Commence alors l'errance nocturne de Bill : submergé par le désir d’Alice, il fuit, la tête grouillante de scénarios adultérins. Il ira de rencontres en rencontres, d'occasions en occasions. Jamais, pourtant, il ne trompera physiquement sa femme, comme s'il voulait, plus ou moins consciemment, répondre au supposé pur désir d'Alice par un autre désir, une autre virtualité : aux images de sa femme en train de faire l'amour avec l'officier de marine (2) (images qu’elle a bien dû imaginer et visualiser), Bill oppose la multiplication des rencontres et la démesure de son voyeurisme dans la splendide scène de l'orgie. Il ne touche aucun corps, n'embrasse aucune bouche et ne pénètre aucun sexe. Il trompe pourtant bien Alice, mais de façon très abstraite, « sans avoir l'air d'y toucher ». On connaît le principe : « je réponds à ce que tu m'as fait en t'en faisant encore plus ; je réponds à la souffrance que tu m'as causée en souhaitant t'en causer encore plus ». Comme Alice, Bill avouera tout ; comme Alice, il n'aura rien fait, sinon désirer et, ici, c'est déjà beaucoup (3).

  Eyes Wide Shut (c) D.R.

Eyes Wide Shut, en plus d’être un film sur le regard et sur le couple - avec, chez Kubrick, cette idée en arrière-fond : le couple obéit aux règles cartésiennes de la création continuée : dès lors que le regard cesse, dès lors que le regard ne manifeste plus le désir, le couple s’effondre -, est également (et peut-être même avant tout) une réflexion sur le désir. « Est-ce que désirer c’est tromper ? » La formule, amusante, soulève toute la problématique du désir adultère : désirer un tiers, c’est peut-être comme un coup de canif dans le pacte amoureux. Le désir de sa femme, sans doute est-ce cela que Bill trouve si terrible. En le faisant pénétrer dans l’intimité de son désir, Alice l’a initié, de façon abrupte (car l’immatérialité ne gomme jamais la violence des sentiments) à la loi du Désir.

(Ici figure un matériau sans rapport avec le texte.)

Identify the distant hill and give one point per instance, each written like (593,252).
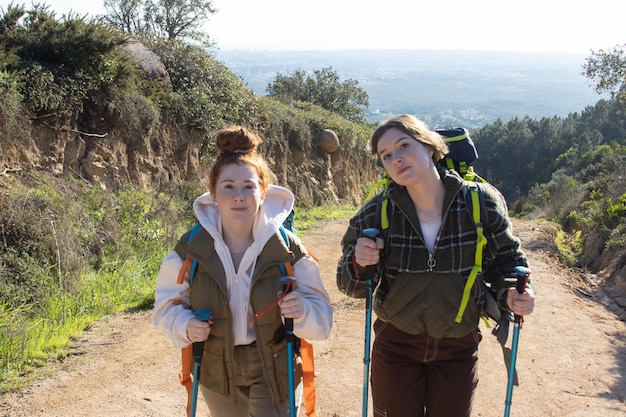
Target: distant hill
(472,88)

Origine et moteur, le désir est tout autant, par sa nature même, un élément pathogène du couple, capable de présider à sa fin. Précisément, le mot de la fin (« fuck ! »), c’est à Alice qu’il revient et renvoie à la dimension génitale – et concrète – du désir. Il sonne aussi le réveil du couple et son retour à la réalité : après avoir tant rêvé, tant désiré, il faut à présent ouvrir les yeux. Eyes Wide Shut est en ce sens comme un voyage initiatique, un voyage au bout de la nuit, un voyage au bout du Désir.